BarryFrom: 
https://www.electronicdesign.com/technologies/test-measurement/article/21146730/multimeter-measurements-explained
"Measuring resistance with a multimeter can be done a couple of different ways, 
depending on the level of accuracy needed in the measurement. Multimeters 
measure resistance by injecting a small current into the circuit, and then 
measuring the voltage drop across those points in the circuit. The known 
current, and the resulting voltage drop are then used to calculate the 
resistance using Ohm’s Law, V = I × R. Since even wires have resistance, the 
wires of the probes can actually add to the observed resistance measurement. 
For this reason, there are two different modes for measuring resistance: 2-wire 
mode and 4-wire mode."

In most analog meters, the current injected into the circuit is not tightly 
controlled.  This leads to the compression of the meter reading at the high 
resistance end of the scale.  A constant current source eliminates this 
compression of the resistance scale but greatly increases the cost of the 
analog meter.  This problem is not seen in a DVM.  So to answer your question, 
input impedance of the meter is not a concern in measuring resistance.  
Measuring voltages is a different story since the meter may load the circuit 
you are trying to measure.  The higher the meter's impedance, the less the 
loading on the circuit being measured.  So the original meter reading used to 
specify voltages in the circuit may read lower then when you verify the 
voltages using a DVM.  
Not always specified or easily found in most equipment manuals but up to +/- 
20% of the specified voltage reading would be an acceptable reading in most 
circuits.  In other words, the voltages given are average readings or bogey 
numbers.  
From Wikipedia:"A bogey is a published value for a parameter of an electronic 
component, such as a vacuum tube, that is average or typical of devices that 
will be sold, and which the device's manufacturer is attempting to achieve."
Hope this helps,JimLogic: Method used to arrive at the wrong conclusion, with 
confidence.  Murphy 

    On Monday, September 2, 2024 at 09:31:33 AM CDT, Barry <[email protected]> 
wrote:   

 Did Collins specify what input impedance a meter should be to properly read 
the resistance values in the manuals?  I did see where a TS-352 was mentioned 
but that's selectable between 20,000 ohms/volt and 1,000 ohms/volt.

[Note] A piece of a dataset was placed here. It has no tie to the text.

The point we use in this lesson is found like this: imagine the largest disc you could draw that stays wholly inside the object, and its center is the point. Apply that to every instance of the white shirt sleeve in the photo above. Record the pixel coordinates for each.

I started checking the RF Deck in my R-390 and, starting with V201, I noted a 
few values that are significantly high.  I was using a modern DMM with 10M 
input impedance so not sure if that could be the problem but I doubt it would 
account for that much difference but who knows.

The voltages were off a bit as well but not nearly as much as the resistance 
values.  I suspect the radio will still work with wacky voltages but the R 
values really have me thinking I have work to do.